I am searching the web for examples of big companies optimising for latency. In this and this article, I find the following:
- Amazon found that every 100ms of latency cost them 1% in sales.
- A broker could lose $4 million in revenues per millisecond if their electronic trading platform is 5 milliseconds behind the competition.
- In 2006, Google found an extra .5 seconds in search page generation time dropped traffic by 20%.
- As for their maps, reducing the size of the page from 100KB to 80KB made their traffic shoot up by 10% in the first week and then 25% in the following three weeks.
The value of values
By far my favourite kind of technical writing is the one that concerns values. What's important for you might not be as important for me, or even important at all. Therefore, the first thing to establish is what one does and does not prioritise. My favourite talks on the matter are, first of all the one by Scott Myers, secondly the one by Steve Klabnik, and thirdly the one by Bryan Cantrill (which also has a transcript).

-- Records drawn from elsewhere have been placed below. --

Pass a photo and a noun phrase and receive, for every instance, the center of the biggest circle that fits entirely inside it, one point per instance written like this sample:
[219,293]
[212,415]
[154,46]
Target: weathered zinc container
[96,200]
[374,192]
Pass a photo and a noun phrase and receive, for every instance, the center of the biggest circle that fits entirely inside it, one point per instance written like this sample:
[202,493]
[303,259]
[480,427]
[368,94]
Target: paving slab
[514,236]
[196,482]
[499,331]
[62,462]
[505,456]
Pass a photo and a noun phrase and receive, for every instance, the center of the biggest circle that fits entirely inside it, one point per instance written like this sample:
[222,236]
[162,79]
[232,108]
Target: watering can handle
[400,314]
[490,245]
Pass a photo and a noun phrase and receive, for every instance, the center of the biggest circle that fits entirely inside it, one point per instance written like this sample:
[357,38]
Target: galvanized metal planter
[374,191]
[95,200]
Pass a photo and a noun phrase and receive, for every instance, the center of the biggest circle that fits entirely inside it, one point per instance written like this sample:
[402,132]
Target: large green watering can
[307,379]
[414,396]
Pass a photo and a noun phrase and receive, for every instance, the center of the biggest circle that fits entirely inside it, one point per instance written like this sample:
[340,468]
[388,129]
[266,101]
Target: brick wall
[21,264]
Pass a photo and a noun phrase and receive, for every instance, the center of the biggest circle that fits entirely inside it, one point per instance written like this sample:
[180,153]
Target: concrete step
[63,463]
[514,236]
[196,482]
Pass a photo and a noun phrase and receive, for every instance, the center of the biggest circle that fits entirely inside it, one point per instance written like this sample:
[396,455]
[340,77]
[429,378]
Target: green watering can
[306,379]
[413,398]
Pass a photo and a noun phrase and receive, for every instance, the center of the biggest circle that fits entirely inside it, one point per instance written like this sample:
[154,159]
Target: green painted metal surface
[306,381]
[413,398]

In the present article, I want to establish latency as one value that nobody has the luxury of ignoring. As the above examples hopefully clarified, humans are strikingly sensitive to even small changes in latency, to the point where a latency of 2ms can be noticeable –as in the case of Patapon– and a latency of 60ms can be insufferable—as in the case of the musicians.
Spare a thought about your latency. Your users will thank you.